409. — DE MADAME DE SÉVIGNÉ À MADAME DE GRIGNAN.

À Paris, vendredi au soir, 21e juin.

Je suis si triste, ma chère enfant, de n’avoir point eu de vos nouvelles cette semaine, que je ne sais à qui m’en prendre : du moins sais-je bien que ce n’est pas à vous ; car je suis fort assurée que vous m’avez écrit. Je crains mon voyage de Bretagne, à cause du dérangement que cela fera à notre commerce. J’achève ici vos deux affaires, et puis je m’en irai, par la raison que je veux revenir, et que je ne puis revenir si je ne pars.

Le siége de Limbourg[1] se continue : on tremble en attendant des nouvelles, et du côté de M. de Turenne aussi ; on dit qu’il est à portée de se battre avec ce Montecuculi[2]. J’espère toujours qu’il n’arrivera rien, parce qu’on attend trop de choses : enfin il faut tout abandonner à la Providence. Mon fils n’est point à Limbourg, mais je ne laisse pas d’y prendre intérêt.

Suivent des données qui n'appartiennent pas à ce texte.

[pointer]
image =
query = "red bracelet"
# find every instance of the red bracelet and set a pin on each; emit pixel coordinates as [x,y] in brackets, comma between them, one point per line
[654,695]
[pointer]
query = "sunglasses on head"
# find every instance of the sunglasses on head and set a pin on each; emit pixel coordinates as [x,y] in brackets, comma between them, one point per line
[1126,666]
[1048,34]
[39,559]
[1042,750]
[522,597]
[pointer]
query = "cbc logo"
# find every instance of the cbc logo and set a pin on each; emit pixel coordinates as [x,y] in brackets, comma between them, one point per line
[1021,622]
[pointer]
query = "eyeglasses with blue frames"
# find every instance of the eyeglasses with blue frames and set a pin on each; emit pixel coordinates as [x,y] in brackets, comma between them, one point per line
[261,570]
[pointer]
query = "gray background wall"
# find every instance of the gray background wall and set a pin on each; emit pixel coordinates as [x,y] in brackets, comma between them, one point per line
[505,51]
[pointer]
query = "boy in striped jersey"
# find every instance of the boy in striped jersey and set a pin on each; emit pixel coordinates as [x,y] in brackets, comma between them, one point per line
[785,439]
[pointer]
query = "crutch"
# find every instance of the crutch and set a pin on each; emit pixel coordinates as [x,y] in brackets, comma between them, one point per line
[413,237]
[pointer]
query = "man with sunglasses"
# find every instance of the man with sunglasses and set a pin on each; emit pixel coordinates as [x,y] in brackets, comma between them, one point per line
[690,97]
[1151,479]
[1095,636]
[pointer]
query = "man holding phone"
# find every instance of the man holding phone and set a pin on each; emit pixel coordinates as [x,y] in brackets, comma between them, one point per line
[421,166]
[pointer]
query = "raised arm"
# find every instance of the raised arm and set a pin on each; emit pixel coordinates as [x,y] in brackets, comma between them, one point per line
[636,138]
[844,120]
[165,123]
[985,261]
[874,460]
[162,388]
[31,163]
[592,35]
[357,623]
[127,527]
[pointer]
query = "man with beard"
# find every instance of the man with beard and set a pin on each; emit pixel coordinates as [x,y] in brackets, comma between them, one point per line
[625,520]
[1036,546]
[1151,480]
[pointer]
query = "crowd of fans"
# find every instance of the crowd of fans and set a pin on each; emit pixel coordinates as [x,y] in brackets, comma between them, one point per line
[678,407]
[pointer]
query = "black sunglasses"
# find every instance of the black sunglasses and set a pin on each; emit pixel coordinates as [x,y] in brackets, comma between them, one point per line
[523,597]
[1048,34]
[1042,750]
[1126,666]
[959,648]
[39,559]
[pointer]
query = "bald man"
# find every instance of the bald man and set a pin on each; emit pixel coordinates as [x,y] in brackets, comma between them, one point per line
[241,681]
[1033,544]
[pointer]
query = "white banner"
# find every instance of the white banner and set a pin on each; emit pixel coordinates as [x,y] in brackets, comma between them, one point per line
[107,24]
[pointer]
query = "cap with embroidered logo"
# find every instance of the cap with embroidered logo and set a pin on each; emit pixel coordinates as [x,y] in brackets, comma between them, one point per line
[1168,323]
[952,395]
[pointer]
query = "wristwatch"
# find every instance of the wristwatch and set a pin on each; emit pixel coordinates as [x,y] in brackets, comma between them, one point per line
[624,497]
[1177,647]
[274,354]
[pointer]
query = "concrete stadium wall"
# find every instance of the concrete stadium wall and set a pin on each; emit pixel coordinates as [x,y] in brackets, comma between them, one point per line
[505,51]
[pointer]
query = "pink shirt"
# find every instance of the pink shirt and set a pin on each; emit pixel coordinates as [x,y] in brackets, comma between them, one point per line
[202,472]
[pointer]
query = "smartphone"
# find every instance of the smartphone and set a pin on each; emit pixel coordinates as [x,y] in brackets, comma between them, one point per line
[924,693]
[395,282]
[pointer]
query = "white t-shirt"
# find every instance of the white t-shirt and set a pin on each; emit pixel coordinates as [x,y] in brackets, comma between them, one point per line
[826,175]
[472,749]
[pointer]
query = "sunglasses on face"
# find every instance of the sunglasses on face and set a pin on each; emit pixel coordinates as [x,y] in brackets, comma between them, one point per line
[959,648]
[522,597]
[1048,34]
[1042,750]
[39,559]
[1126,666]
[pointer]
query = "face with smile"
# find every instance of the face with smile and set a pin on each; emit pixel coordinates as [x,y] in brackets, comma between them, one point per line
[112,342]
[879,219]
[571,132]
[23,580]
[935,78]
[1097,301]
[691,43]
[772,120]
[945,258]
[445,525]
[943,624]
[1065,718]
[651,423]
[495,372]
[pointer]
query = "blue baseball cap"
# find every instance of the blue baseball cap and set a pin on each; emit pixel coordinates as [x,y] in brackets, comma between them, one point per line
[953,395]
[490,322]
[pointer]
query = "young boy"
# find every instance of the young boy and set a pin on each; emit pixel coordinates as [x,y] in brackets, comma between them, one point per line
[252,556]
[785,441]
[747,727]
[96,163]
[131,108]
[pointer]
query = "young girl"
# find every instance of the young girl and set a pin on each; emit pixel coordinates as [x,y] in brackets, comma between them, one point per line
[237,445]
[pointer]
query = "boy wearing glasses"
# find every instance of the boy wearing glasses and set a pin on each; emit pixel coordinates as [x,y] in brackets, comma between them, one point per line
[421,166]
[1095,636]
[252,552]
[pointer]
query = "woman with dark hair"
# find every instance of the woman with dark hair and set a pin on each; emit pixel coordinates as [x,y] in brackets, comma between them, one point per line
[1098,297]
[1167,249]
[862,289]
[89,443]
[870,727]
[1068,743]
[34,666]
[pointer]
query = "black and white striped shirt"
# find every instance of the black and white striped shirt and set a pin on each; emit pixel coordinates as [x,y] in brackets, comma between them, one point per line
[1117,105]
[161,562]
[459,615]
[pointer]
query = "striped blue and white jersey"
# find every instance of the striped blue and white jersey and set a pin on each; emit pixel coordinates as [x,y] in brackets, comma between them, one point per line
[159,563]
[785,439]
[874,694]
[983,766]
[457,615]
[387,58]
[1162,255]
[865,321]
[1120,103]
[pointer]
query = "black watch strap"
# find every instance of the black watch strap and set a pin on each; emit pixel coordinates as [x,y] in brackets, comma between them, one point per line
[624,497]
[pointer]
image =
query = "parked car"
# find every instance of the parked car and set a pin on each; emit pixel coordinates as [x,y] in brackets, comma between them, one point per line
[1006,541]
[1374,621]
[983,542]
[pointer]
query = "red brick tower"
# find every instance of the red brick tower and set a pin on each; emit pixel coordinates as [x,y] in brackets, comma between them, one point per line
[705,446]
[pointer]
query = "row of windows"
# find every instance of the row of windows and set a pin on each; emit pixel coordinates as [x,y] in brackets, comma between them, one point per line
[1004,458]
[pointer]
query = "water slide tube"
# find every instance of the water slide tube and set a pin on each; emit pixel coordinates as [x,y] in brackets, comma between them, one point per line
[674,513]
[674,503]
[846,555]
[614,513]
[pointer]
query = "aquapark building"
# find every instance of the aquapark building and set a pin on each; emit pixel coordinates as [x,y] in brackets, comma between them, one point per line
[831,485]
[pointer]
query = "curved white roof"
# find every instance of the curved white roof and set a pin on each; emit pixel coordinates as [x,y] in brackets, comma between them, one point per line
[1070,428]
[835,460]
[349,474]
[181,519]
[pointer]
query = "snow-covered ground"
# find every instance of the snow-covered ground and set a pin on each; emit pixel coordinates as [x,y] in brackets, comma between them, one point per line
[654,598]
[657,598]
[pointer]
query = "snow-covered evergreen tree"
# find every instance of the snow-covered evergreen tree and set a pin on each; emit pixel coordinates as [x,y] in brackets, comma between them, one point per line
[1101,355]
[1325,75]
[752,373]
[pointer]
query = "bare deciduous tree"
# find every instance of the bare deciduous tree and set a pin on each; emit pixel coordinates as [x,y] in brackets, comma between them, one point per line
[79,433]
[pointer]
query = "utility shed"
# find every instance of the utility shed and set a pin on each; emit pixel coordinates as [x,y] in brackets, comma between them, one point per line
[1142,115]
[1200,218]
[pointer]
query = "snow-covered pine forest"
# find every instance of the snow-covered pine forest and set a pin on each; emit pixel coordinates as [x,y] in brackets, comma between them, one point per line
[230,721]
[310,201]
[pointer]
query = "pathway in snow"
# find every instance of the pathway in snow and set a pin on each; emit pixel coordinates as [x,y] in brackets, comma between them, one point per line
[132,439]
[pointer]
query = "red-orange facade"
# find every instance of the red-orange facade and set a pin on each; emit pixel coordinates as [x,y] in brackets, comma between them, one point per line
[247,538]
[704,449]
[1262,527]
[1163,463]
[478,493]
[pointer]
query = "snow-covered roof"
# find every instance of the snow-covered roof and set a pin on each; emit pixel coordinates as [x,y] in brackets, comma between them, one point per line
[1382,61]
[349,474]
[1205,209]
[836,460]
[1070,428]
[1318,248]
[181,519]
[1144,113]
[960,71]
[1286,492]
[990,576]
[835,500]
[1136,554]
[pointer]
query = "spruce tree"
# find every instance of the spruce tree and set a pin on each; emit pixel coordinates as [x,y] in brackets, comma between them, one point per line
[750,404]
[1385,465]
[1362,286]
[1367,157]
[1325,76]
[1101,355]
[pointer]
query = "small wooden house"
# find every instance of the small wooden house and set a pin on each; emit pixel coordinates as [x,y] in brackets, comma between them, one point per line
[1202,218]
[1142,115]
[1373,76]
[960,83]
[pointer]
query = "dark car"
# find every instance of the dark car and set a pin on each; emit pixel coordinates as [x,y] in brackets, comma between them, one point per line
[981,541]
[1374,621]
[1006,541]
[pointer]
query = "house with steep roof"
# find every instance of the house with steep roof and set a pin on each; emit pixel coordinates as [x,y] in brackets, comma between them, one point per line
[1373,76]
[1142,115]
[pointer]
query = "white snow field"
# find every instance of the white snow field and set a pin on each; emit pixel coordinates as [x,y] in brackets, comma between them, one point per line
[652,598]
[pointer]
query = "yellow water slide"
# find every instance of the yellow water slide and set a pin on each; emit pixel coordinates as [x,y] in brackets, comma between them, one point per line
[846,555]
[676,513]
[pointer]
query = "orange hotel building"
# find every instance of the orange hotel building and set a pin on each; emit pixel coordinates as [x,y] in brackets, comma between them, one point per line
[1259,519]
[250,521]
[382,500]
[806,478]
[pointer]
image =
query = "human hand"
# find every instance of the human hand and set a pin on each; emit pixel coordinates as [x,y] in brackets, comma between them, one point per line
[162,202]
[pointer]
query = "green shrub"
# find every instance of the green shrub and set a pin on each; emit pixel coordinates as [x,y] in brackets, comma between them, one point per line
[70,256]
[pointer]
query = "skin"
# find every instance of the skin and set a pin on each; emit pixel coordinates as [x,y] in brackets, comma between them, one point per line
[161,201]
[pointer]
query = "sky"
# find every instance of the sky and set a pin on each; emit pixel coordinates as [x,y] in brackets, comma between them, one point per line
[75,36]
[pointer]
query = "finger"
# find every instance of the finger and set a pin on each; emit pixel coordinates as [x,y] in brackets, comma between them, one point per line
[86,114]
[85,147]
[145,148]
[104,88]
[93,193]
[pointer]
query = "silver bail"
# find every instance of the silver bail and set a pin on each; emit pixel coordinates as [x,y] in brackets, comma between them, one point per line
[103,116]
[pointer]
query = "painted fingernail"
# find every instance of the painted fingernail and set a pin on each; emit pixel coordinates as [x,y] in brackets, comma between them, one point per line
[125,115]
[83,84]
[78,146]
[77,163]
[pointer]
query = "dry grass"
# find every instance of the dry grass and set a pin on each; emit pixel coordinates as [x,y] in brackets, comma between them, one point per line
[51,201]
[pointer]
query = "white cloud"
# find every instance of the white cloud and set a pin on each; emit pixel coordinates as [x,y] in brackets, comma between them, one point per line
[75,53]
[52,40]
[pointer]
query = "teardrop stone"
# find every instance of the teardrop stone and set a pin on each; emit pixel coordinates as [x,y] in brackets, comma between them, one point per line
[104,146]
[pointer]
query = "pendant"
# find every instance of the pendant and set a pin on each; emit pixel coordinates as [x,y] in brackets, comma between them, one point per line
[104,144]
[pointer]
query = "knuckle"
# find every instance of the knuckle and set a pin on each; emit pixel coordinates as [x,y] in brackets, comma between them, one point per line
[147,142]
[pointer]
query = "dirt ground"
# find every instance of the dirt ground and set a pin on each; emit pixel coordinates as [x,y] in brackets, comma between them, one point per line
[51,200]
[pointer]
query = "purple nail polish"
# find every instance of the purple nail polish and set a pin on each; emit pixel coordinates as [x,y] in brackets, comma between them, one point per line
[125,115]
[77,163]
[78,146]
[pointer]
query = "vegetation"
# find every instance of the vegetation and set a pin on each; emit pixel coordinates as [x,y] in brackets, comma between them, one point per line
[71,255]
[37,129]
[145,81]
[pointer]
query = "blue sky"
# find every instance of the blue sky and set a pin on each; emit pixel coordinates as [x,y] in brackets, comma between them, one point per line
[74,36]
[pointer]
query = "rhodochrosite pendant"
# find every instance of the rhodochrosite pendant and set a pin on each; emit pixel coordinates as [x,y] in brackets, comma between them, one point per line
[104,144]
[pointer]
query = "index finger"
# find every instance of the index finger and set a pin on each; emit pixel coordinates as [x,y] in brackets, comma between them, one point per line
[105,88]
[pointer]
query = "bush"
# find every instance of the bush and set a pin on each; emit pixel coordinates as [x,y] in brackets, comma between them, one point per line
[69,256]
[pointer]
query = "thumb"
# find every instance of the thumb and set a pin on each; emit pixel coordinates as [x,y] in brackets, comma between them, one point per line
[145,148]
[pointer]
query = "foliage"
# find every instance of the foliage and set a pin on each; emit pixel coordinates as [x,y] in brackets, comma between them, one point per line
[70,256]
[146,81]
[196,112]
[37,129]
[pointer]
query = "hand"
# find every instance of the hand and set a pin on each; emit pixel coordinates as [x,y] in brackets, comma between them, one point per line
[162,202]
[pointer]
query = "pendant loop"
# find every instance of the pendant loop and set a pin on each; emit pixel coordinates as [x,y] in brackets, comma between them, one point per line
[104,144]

Au reste, ma fille, sachez-moi gré, si vous voulez ; mais je me fis hier saigner du pied dans la vue de vous plaire ; j’ai voulu faire cette provision pour mon voyage, et j’avois aussi le cœur un peu serré de toute la tristesse que j’ai eue depuis deux mois ; j’ai cru que cette précaution étoit bonne. J’ai eu tout le jour bien du monde, et je suis si fatiguée d’avoir été au lit, que j’en suis brisée. La plaisanterie, c’étoit d’admirer la mauvaise grâce que j’avois ; Mlle de Méri en pâmoit de rire.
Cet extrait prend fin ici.